You could use specify a single user agent of your choosing like this:

Scraypa.configure do |config|
  config.user_agent = {
    list: ['Mozilla/5.0 (X11; Ubuntu; Linux x86_64; rv:43.0) Gecko/20100101 Firefox/43.0']
  }
end

response = Scraypa.visit(url: "http://example.com")

User Agent Randomizer (selects a random user agent from a pool of hundreds)

Scraypa.configure do |config|
  config.user_agent = {
    method: :randomizer,
    #will default to changing every request
    change_after_n_requests: 3,
    #you can limit the list to n user agents in the rotation:
    list_limit: 30
  }
end

response = Scraypa.visit(url: "http://example.com")

Throttle

Using the config.throttle_seconds will throttle Scraypa requests:

Scraypa.configure do |config|
  #throttle every request by 0.4 seconds
  config.throttle_seconds = 0.4
  #a throttle_seconds range can be provided in which each request
  #will be throttled by a random float seconds between :from and :to
  #config.throttle_seconds = {from: 0.4, to: 3.5}
end

response = Scraypa.visit(method: :get, url: "http://example.com")

As shown in the above code, a single value throttle_seconds can be specified which is the number of seconds to throttle requests by, or a hash range (eg: {from: 0.4, to: 3.5}) in which a random number of seconds between the :from and :to values will be used to throttle each request.

By default, Scraypa uses no throttling (ie. config.throttle_seconds = 0).

All Configuration Parameters

Using Scraypa.reset will reset the Scraypa configuration parameters back to their defaults (see the defaults in the table below).

The following table presents the complete list of configuration parameters available within the Scraypa.configure block.
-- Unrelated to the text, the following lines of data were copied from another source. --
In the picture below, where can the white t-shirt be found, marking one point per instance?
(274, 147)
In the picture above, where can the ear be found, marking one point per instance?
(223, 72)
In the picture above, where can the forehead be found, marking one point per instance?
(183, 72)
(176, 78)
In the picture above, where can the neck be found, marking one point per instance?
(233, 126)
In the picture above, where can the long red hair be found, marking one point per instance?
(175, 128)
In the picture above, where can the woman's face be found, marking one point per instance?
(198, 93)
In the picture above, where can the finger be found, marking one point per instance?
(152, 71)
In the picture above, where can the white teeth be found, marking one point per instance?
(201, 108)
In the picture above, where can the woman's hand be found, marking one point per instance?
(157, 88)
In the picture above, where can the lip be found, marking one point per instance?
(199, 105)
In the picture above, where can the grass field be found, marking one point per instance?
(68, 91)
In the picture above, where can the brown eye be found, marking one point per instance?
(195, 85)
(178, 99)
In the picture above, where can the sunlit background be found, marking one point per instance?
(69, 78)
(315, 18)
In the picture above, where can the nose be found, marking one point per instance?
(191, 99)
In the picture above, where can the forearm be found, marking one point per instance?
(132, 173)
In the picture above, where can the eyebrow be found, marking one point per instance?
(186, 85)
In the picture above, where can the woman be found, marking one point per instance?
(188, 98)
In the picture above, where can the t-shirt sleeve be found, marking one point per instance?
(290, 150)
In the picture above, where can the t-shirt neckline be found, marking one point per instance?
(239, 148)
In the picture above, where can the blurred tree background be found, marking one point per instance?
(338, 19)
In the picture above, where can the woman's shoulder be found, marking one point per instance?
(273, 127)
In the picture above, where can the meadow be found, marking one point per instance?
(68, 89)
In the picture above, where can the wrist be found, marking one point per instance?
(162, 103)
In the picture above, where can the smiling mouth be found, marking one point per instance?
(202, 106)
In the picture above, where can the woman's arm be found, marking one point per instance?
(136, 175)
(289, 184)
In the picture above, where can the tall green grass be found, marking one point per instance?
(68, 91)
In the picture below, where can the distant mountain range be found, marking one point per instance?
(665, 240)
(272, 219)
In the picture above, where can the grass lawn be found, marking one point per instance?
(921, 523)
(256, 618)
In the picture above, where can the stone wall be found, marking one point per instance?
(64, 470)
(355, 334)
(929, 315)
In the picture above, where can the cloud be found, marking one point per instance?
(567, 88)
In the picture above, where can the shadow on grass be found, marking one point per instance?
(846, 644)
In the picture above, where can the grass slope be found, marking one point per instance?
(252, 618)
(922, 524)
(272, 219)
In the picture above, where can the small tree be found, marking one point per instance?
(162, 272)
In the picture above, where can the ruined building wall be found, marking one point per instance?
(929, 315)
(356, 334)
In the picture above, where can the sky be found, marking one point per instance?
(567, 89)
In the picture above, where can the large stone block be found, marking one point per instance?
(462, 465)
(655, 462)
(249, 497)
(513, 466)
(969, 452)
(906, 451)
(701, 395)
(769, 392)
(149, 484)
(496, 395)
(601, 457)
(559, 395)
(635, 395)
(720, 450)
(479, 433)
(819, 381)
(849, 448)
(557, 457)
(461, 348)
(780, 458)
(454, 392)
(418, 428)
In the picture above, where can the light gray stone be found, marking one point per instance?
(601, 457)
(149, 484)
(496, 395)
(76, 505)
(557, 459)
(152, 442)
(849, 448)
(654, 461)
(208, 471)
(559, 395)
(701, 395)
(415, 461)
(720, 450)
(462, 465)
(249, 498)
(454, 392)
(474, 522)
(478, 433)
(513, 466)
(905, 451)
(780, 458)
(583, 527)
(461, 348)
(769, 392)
Parameter Default Value Description
use_capybara nil Set to true to use Capybara, by default will not use Capybara (will use Rest Client). If set to true, driver is required. For more info, see the Using Capybara (for Javscript support) section.
driver nil If use_capybara is set, then set driver to :poltergeist or :headless_cromium - the desired Capybara driver.
driver_options nil If use_capybara is set, then set driver_options to the driver options to use with Capybara. See the Using Capybara (for Javscript support) section for examples.
reset_driver_every_n_requests 5 Will reset the driver every n requests based on this parameter. Only used with Capybara, this will ensure that every n requests the Capybara driver is reset. This prevents the Capybara drivers from going crazy with memory usage.
tor nil If set to true, Scraypa will spawn and manage a Tor process the proxy through with tor settings optionally specified in tor_options. Scraypa uses TorManager which in turn uses Eye to spawn, monitor and stop the Tor process. See the Tor) section for more info.
tor_options nil If tor is set to true, optionally set this parameter to control Tor settings such as tor_port, tor_control_port etc. See the Tor) section for more info.
user_agent nil Specify your own user agent, a list of user agents to iterate over, or a random user agent from a pool of hundreds. Configure how often the user agent rotates etc. See the User Agents) section for more info.
throttle_seconds nil A single value throttle_seconds can be specified which is the number of seconds to throttle requests by, or a hash range (eg: {from: 0.4, to: 3.5}) in which a random number of seconds between the :from and :to values will be used to throttle each request.

Contributing

Bug reports and pull requests are welcome on GitHub at https://github.com/joshweir/scraypa.

License

The gem is available as open source under the terms of the MIT License.